June 24, 2026
Benchmarks, but make it messy
Why eval startups fail (2025)
The market is tiny, the hype is huge, and the comments are already roasting it
TLDR: The article says startups that sell AI model scorecards usually fail because the experts leave, the customer base is tiny, and the tests become easy to game. Commenters turned that into a roast, ranging from "What’s an eval?" confusion to debates over whether tool companies should actually be the winners.
A spicy new essay arguing that "eval startups"—companies trying to sell scorecards for which artificial intelligence model is best—almost always crash has unleashed exactly the kind of internet reaction you’d expect: confusion, cynicism, and a few gloriously petty dunks. The author’s case is blunt: the smartest people who can build these testing systems usually leave for flashier, richer jobs; the customer pool is weirdly narrow; and the minute a benchmark matters, big model makers start optimizing for it until the score stops meaning much. In plain English: the business dies because the talent leaves, the buyers are scarce, and the tests get gamed.

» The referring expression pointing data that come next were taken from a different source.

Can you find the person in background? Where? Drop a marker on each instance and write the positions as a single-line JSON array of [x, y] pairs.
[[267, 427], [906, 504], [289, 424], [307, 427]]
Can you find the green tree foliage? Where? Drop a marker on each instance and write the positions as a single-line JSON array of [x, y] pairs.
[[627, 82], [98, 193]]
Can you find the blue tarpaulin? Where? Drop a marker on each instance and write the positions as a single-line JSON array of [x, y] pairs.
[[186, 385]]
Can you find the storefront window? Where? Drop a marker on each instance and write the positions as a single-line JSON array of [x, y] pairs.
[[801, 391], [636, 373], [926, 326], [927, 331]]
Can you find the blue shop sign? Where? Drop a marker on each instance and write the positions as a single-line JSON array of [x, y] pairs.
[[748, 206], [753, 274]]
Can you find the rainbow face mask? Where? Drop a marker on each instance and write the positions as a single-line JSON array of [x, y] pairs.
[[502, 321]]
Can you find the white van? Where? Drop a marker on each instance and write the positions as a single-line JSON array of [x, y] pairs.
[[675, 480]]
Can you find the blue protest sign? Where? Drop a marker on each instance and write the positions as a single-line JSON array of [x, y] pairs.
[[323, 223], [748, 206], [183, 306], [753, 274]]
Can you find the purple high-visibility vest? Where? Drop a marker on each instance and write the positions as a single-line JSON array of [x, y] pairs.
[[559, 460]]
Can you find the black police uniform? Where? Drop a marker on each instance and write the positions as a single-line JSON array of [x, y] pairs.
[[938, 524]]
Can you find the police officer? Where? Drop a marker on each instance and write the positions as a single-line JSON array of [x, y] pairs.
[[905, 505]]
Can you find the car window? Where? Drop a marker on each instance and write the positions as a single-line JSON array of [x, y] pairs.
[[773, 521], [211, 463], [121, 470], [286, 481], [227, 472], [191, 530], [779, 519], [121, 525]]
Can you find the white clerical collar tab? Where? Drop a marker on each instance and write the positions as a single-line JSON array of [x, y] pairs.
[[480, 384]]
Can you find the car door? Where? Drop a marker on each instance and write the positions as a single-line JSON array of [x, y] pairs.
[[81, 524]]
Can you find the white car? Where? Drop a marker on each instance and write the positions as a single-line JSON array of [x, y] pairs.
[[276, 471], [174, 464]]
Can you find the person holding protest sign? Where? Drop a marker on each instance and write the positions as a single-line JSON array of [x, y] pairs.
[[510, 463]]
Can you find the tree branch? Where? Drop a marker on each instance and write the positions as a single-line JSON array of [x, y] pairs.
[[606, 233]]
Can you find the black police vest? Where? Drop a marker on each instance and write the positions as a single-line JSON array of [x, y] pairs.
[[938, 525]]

But the real show is in the comments. One user, theteapot, delivered the accidental mic-drop of the thread: “What’s an eval?” That one line practically became the unofficial mascot of the article’s argument—if people have to ask what the product is, maybe that’s the problem. Others went full philosopher, with bitlad shrugging, “Everything eventually fails,” as if the startup graveyard needed its own fortune cookie. Then came the sharper business takes: GL26 argued these companies are selling information that goes stale too slowly to be truly valuable, unlike fast-moving financial data. Still, not everyone was ready to bury the category. jdw64 pushed back, pointing out that in software history, the real money often went to the toolmakers, not the app builders. And then there was the driest laugh in the room: wseqyrku simply replying “Aha” to the claim that there just aren’t enough customers. Brutal, minimalist, iconic.
Key Points
- •The article says independent AI eval startups have rarely succeeded, with safety evals described as the main exception.
- •It argues that people capable of building strong evals often move into post-training or application development because those areas offer higher payoffs and more influence.
- •The article states that creating good evals requires capabilities such as high-quality data collection through human feedback pipelines or synthetic data generation.
- •It cites an example of three researchers leaving Epoch AI evaluation roles to start a company focused on post-training tools for agents.
- •The article argues that the addressable customer base for eval startups is narrow because advanced developers can run their own evals, while less technical buyers usually want complete solutions instead of benchmark analysis.